All these facilities were immediately taken advantage of to an extraordinary extent, day after day the office was visited by smallholders who either wanted work done on their holdings or advice on some question of cultivation. A full staff is now continually employed. The depot frequently acts a labour exchange, one smallholder being employed to work on his neighbour’s holding whenever slackness of work or shortness of money makes such arrangements necessary or desirable. No smallholder has ever been unable to obtain work through this agency. The result of the establishment of this well equipped depot is that no smallholder owns a farm horse, a plough or any of the heavier or more expensive farm implements, and he has had no need to build a stable or implement shed. It is estimated that the total saving of capital to the smallowner is at least £50 per holding. There is no loss of cultivating power. There is even a gain, as the implements at the central depot are well maintained, frequently renewed, and consequently more efficient than those in the possession of a holder of a few acres could possibly be.
The company claimed great success for the scheme, both at Hartley and their other smaller estates at Black Notley, Essex and Winklebury, Hants. For some involved with the company there was a political angle. Both Rolleston and Tollemache were Conservatives, who saw this scheme as a non-socialist way to widen land ownership. George Humphrey's politics appear to be different, as he unsuccessfully stood as Independent Labour in the 1918 General Election at Tynemouth.
A good many articles were written about the Fairby Scheme (see separate page)
The company faded from the scene in 1915, although they still owned land at Hartley until 1928. However the farming business was transferred as well as the site of Springroft, to the Rural Development Company set up by George Humphreys and the majority shareholder Cuthbert Archibald Lambton of Hartley Court. This company folded in 1919.
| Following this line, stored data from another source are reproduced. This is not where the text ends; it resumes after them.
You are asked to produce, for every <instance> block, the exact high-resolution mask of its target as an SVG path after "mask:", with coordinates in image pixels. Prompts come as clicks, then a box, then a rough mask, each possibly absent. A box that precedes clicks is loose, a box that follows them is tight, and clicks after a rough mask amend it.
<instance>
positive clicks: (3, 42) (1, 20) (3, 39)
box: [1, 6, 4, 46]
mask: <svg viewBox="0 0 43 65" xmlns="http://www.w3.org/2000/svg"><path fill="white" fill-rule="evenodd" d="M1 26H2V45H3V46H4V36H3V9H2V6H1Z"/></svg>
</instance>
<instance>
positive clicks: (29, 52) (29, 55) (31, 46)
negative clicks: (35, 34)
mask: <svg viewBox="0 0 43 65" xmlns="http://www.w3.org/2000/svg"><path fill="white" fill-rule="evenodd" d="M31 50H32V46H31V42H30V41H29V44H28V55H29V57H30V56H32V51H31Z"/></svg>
In the 1920s a new person comes into the story of Small Owners Limited, Scottish businesswoman Jane Foote Maxton. She became director and company secretary of Small Owners Ltd, while her younger brother David Maxton was also a director. She also acquired in 1924 the outstanding mortgages that Smallowners had taken out. On 30 January 1928 the company transferred all its remaining assets to Jane. This was effectively the end of Small Owners, but it was not until 6 Febuary 1931 that it was formally removed from the register of companies.